An­other im­por­tant as­pect pro­vided un­der the law is the lim­i­ta­tion on the avail­ment of the pa­ter­nity leave, the law ex­pressly pro­vides that the male em­ployee is en­ti­tled to a paid pa­ter­nity leave only for the first four de­liv­er­ies of his law­ful spouse.
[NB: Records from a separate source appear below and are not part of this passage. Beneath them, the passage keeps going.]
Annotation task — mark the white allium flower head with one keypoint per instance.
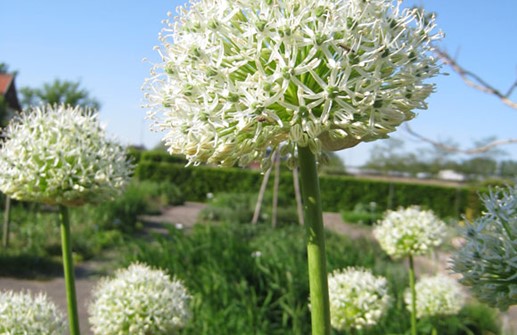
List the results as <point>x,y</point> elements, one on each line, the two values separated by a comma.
<point>488,259</point>
<point>139,300</point>
<point>24,313</point>
<point>358,299</point>
<point>237,77</point>
<point>61,155</point>
<point>409,231</point>
<point>438,295</point>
Fur­ther, the term de­liv­ery, un­der the law, con­tem­plates of child­birth or mis­car­riage.

Since the law is cat­e­gor­i­cal that pa­ter­nity leave is ap­pli­ca­ble only dur­ing the de­liv­ery of the le­gal spouse, it is, there­fore, not ap­pli­ca­ble to com­mon- law re­la­tion­ships, as they are not the kind of re­la­tion­ships con­tem­plated un­der the law.

It is in­ter­est­ing to note that if an ex­ist­ing com­pany pol­icy or con­tract gives an em­ployee greater ben­e­fits, wherein the num­ber of days of pa­ter­nity leave granted is greater than seven days, then such greater ben­e­fits will ap­ply over the min­i­mum ben­e­fits un­der the Pa­ter­nity Leave Act. Nev­er­the­less, if the com­pany al­ready pro­vides for an emer­gency or con­tin­gency leave, with­out any spe­cific men­tion on pa­ter­nity leave, then the min­i­mum ben­e­fit of seven days pa­ter­nity leave un­der the law shall be ap­plied on top of the ex­ist­ing emer­gency or con­tin­gency leave. It must also be noted that in the event the fa­ther does not avail him­self of his pa­ter­nity leave dur­ing de­liv­ery of his wife, then such non­avail­ment of the pa­ter­nity leave will not ren­der it con­vert­ible to cash.

A thor­ough read­ing of the law would sug­gest that the em­ploy­ment sta­tus of the male em­ployee is not ma­te­rial for the en­ti­tle­ment of said leave, since it is not among the con­di­tions set forth to be en­ti­tled of said leave; what is im­por­tant is that, as long as dur­ing the time of the de­liv­ery, the male em­ployee must still be cur­rently em­ployed.

To en­sure strict com­pli­ance, the law pro­vides for a penalty for em­ploy­ers who refuse to grant pa­ter­nity-leave ben­e­fits to their qual­i­fied male em­ploy­ees, wherein the erring em­ployer may be pun­ished by a fine up to P25,000, or im­pris­on­ment of 30 days to six months.